In A fast voxel traversal algorithm for raytracing, J. Amanatides and A. Woo introduced a method to avoid this inefficiency, whereby each ray and each primitive have a unique ID, and when a ray is intersected against a primitive, a 2D matrix is marked with the respective ray and primitive IDs, so that a fast lookup can be done in the future to skip the test if the situation arises again. This works very nicely when there are a few number of rays (e.g. only one for physics collision tests or similar) or when there are a fairly low number of primitives and rays. But when the number of primitives and rays are both in the millions, then the amount of memory required to store this matrix becomes ridiculous, not to mention causing huge CPU cache latency problems (due to cache misses), which significantly outweigh any benefit that using the technique might provide.

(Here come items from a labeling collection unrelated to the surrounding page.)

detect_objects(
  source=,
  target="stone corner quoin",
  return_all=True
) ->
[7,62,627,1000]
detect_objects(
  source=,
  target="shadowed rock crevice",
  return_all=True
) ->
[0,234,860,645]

In Realtime Ray Tracing on Current CPU Architectures, C. Benthin introduced (section 4.4.4) the "Hashed Mailbox", whereby, because for a particular ray intersection test (assuming a fairly good acceleration structure) the ray will only have to be intersected against a small subset of the total number of primitives that exist, a much smaller amount of memory is actually required in order to still give a useful efficiency boost. So a small amount of memory (with around 64 slots) is allocated, and the slots to use for marking primitives that have been checked are selected based on hashing the primitive ID. This gave on average between 15% to 25% speed increases. This new technique still requires a fair amount of memory (1KB) to be allocated and freed however, which can itself still have an overhead, especially if it is done on a per-ray-intersection basis.

In Ray-triangle intersection algorithm for modern cpu architectures, A. S. Maxim Shevtsov and A. Kapustin introduced "Inverse Mailboxing", which uses even less memory (32 bytes for an 8-mailbox slot structure), which simply stores the last eight intersected objects on the stack, and so can be easily used within the ray traversal code/algorithm. This method doesn't guarantee that duplicate object intersection tests will not be made per-ray for any object, but assuming a decent acceleration structure and a limited number of primitives per node or cell, the chances of duplicate checks will be very small, while still providing a useful speedup.

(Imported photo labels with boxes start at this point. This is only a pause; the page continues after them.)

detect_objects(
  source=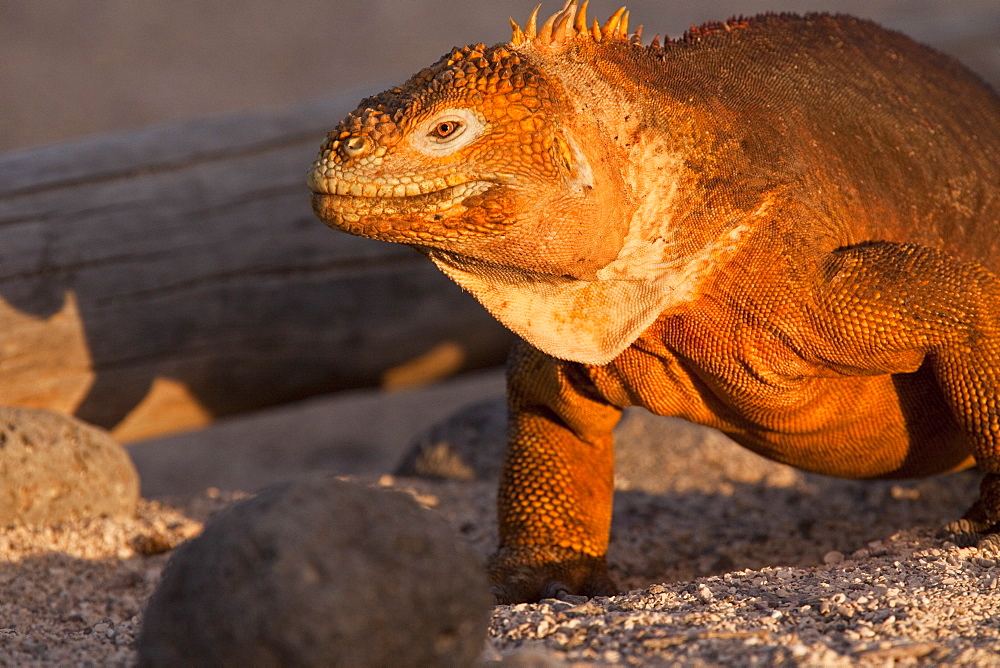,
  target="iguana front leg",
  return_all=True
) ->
[490,343,621,603]
[819,242,1000,542]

I've found using this last technique has for general meshes given between 7%-23% speedups, and in the case of compound objects (objects with sub-objects within them) - where the cost of intersecting the sub-objects can be much more expensive than just a simple primitive intersection - up to a 40% speed increase.

Monday, 14 May 2012


Showcasing an environment light - with no really intense illumination areas, hence the very diffuse shadows - and a selection of different coloured dragons in a metalic paint material (a varnishy paint layer on metal), including dielectric reflection, a dielectric layer with a diffuse BSDF and a microfacet-based dielectric layer.

Importance sampling still needs to be added to the environment light, so a large number of samples are needed to reduce the noise.